Data extraction describes the tasks that are necessary to make data available in a format so it can be imported in ]project-open[ using one of the existing data migration scripts.

Data verification

Data verification ensures that no orphan data or outdated data is copied into the new system. Data migration tasks are a great occasion to clean up your data.
This step is highly recommended and can either be performed in the legacy system or after data extraction phase based on the data exported to the interim format.

Data loading

 Data loading describes the tasks necessary to import data from an interim format to the ]project-open[ database.  

General rules & Comments 

  • Before you starting the migration process, have a look at the ]po[ DB model see what object attributes are part of the ]po[ Data Model and evaluate the need for DynFields to provide additional containers.
  • Start with Contacts and Employees, Persons are needed in all other imports

Transferring Data Objects  

Transferring users

Importing users into ]po[ sometimes requires cleaning up user source data in LDAP, NAV, [SAP PS] or other resources, because users in ]po[ represent natural persons with a number of constraints:

  • Every user needs to have a UNIQUE email address. ]po[ will not allow to enter duplicate email addresses or users without email.
    In practice, it is advisable to use the user email as the "primary key" field to identify a user, in orderto avoid duplicates.
    In case of a missing email address (for example pre-sales leads of which you only know thename) you can construct a fake email as first.last@nowhere.com or similar.

  • First name + Last name are UNIQUE:
    In case of ambiguities it is advisable to "massage" the source information to remove duplicates, for example by adding a "(user_id)" appendix in the last name.

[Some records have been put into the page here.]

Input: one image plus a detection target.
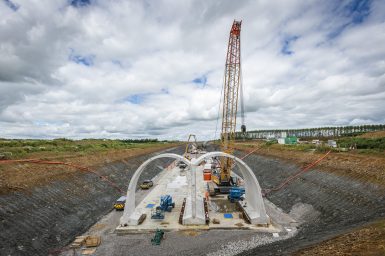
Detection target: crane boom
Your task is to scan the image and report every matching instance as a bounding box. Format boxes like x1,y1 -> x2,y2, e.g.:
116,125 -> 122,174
220,20 -> 242,184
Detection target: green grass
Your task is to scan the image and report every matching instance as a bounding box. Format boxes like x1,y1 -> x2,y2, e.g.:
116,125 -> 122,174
0,138 -> 174,159
337,137 -> 385,151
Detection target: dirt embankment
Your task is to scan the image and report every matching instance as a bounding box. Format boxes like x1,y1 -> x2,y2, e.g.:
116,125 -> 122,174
0,147 -> 183,255
232,141 -> 385,186
294,220 -> 385,256
0,144 -> 178,195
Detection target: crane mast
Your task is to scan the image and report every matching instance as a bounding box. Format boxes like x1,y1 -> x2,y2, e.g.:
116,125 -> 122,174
220,20 -> 246,185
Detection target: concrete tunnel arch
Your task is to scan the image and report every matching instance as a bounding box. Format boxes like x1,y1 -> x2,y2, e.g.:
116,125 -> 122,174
120,152 -> 269,226
120,153 -> 191,225
192,151 -> 270,224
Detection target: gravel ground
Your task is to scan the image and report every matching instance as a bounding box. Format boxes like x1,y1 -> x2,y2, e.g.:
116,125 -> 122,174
0,147 -> 385,255
0,147 -> 184,255
232,152 -> 385,255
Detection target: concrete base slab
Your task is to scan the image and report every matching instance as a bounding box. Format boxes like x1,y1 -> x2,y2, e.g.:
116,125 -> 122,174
182,197 -> 206,225
116,154 -> 295,234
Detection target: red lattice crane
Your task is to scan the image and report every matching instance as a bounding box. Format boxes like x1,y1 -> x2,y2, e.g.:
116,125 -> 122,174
214,20 -> 246,186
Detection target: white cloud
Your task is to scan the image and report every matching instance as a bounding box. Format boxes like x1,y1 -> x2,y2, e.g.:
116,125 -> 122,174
0,0 -> 385,139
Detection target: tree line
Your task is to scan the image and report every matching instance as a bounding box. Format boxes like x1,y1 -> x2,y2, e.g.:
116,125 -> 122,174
236,124 -> 385,139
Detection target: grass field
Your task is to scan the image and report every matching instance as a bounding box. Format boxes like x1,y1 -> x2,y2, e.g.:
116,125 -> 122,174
0,138 -> 176,159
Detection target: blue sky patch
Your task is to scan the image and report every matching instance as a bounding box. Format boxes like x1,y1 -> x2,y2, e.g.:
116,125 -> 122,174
328,0 -> 372,39
281,36 -> 299,55
3,0 -> 20,12
345,0 -> 372,24
160,88 -> 170,94
69,0 -> 91,8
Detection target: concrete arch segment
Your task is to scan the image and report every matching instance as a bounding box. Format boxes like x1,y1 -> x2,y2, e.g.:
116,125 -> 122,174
120,153 -> 191,226
192,152 -> 270,224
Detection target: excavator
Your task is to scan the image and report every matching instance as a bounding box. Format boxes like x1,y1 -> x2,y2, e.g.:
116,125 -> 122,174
211,20 -> 246,193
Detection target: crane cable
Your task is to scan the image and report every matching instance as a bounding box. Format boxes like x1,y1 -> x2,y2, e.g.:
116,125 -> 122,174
262,150 -> 332,197
0,159 -> 125,194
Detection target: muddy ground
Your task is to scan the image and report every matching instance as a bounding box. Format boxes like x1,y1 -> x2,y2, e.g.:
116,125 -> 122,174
0,147 -> 184,255
0,147 -> 385,255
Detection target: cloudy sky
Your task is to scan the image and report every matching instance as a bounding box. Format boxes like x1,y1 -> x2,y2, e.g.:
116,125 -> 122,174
0,0 -> 385,139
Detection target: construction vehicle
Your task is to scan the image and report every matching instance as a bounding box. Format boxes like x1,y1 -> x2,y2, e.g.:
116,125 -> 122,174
212,20 -> 246,193
227,187 -> 245,203
114,196 -> 126,211
151,195 -> 175,220
139,180 -> 154,189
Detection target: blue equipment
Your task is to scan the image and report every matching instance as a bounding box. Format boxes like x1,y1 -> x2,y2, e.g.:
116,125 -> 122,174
227,187 -> 245,203
151,195 -> 175,220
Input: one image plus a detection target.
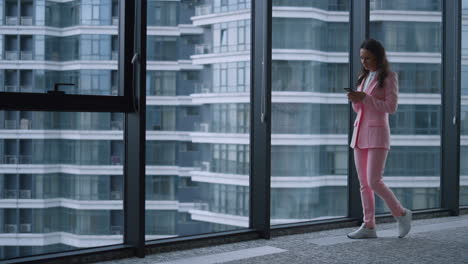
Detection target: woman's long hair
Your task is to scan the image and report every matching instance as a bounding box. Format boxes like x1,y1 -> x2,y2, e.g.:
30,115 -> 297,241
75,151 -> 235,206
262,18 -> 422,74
356,38 -> 390,88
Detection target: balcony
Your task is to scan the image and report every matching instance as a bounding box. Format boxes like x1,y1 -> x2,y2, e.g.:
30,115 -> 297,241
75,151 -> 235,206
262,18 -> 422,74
112,17 -> 119,26
20,118 -> 31,129
195,44 -> 213,54
194,83 -> 211,93
111,155 -> 122,165
195,0 -> 251,16
21,16 -> 33,26
110,191 -> 122,200
195,5 -> 213,16
5,50 -> 18,60
18,155 -> 32,164
5,85 -> 18,92
3,189 -> 18,199
4,120 -> 18,129
5,16 -> 18,26
110,226 -> 123,235
111,85 -> 119,96
19,190 -> 32,199
21,51 -> 32,60
111,121 -> 123,130
20,85 -> 33,93
3,224 -> 18,233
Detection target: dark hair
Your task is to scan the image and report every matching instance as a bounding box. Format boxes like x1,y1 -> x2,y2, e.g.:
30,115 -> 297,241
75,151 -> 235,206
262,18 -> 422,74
356,38 -> 390,88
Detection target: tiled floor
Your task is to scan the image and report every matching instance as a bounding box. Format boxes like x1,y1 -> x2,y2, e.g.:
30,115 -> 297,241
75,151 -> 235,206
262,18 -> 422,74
101,215 -> 468,264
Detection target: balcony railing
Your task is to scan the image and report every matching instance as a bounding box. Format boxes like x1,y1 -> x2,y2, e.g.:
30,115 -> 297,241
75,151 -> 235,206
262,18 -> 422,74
19,190 -> 31,199
111,155 -> 122,165
20,85 -> 33,92
21,51 -> 32,60
20,118 -> 31,129
3,189 -> 18,199
5,85 -> 18,92
112,17 -> 119,26
195,5 -> 213,16
111,85 -> 119,96
111,121 -> 123,130
5,16 -> 18,26
5,120 -> 18,129
195,44 -> 212,54
194,83 -> 211,93
5,51 -> 18,60
3,224 -> 18,233
110,226 -> 123,235
21,16 -> 33,26
110,191 -> 122,200
18,155 -> 32,164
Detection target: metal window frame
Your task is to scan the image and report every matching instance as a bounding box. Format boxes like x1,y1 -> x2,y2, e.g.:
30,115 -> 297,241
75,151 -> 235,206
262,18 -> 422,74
440,0 -> 462,215
249,0 -> 272,239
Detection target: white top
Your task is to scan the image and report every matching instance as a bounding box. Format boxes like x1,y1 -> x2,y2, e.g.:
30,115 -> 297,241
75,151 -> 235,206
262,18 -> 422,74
362,71 -> 377,92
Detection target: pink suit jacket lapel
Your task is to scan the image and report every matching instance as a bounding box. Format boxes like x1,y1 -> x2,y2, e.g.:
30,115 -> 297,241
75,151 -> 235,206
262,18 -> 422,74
359,73 -> 379,94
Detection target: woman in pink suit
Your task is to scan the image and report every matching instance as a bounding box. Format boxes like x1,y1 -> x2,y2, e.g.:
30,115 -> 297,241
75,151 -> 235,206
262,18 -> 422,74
348,39 -> 412,239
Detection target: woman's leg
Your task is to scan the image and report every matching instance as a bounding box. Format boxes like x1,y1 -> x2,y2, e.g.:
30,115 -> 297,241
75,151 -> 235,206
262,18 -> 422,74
367,149 -> 405,216
354,147 -> 375,228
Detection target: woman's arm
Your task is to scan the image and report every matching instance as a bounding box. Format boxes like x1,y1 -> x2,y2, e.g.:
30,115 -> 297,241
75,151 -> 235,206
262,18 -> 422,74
362,73 -> 398,114
351,102 -> 362,113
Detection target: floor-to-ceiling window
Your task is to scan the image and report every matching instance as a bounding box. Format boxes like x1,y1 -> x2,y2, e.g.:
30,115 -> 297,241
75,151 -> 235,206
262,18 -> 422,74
0,111 -> 123,259
460,0 -> 468,206
0,0 -> 124,260
271,0 -> 350,225
145,0 -> 251,240
369,0 -> 442,213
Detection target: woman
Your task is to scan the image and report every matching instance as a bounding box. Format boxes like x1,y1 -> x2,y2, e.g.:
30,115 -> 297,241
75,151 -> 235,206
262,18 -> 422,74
348,39 -> 412,239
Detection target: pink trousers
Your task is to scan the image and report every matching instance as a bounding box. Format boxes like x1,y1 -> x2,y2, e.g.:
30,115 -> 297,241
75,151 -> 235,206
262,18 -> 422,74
354,147 -> 405,228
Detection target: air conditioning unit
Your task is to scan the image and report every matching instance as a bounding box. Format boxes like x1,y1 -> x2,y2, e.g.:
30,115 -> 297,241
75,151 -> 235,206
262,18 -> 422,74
111,191 -> 122,200
201,161 -> 210,171
20,224 -> 31,233
5,225 -> 18,233
200,123 -> 210,132
20,190 -> 31,199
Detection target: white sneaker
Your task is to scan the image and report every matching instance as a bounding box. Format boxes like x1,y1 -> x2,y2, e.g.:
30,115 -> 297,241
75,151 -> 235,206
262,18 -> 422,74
348,223 -> 377,239
395,208 -> 413,238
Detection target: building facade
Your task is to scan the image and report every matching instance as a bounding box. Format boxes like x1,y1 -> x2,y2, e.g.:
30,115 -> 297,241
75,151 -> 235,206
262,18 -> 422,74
0,0 -> 468,259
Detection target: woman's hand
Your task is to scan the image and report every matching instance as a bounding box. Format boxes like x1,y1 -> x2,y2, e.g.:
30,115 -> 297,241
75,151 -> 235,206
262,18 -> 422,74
348,91 -> 366,103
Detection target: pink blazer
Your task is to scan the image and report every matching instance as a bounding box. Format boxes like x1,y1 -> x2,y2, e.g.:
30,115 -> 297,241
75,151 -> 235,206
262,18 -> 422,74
350,72 -> 398,149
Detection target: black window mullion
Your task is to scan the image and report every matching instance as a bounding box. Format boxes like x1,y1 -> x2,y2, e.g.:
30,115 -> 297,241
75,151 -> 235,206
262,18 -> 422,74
249,0 -> 272,238
440,0 -> 461,215
124,0 -> 147,257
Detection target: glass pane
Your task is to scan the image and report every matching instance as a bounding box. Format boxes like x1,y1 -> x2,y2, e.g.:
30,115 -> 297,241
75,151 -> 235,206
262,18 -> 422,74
0,0 -> 119,95
370,0 -> 442,214
0,111 -> 124,260
460,0 -> 468,205
146,0 -> 251,240
271,0 -> 351,225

  • The "username" usually contains the Windows domain\login of the user. Again, this field is UNIQUE.

Option 1: Using ]po[ CSV Import

For additional information please see package intranet-csv-import

Option 2: Using ]po[ import scripts - Flat Table Import

Scripts are available that have been used to import data from a customer organization into ]project-open[ during several project roll-outs.
Find them in the packages/intranet-core/import_sql/ folder of your local installation.

Procedure as follows: 

  • In a first step, we have exported all customer data into CSV format (MS-Excel).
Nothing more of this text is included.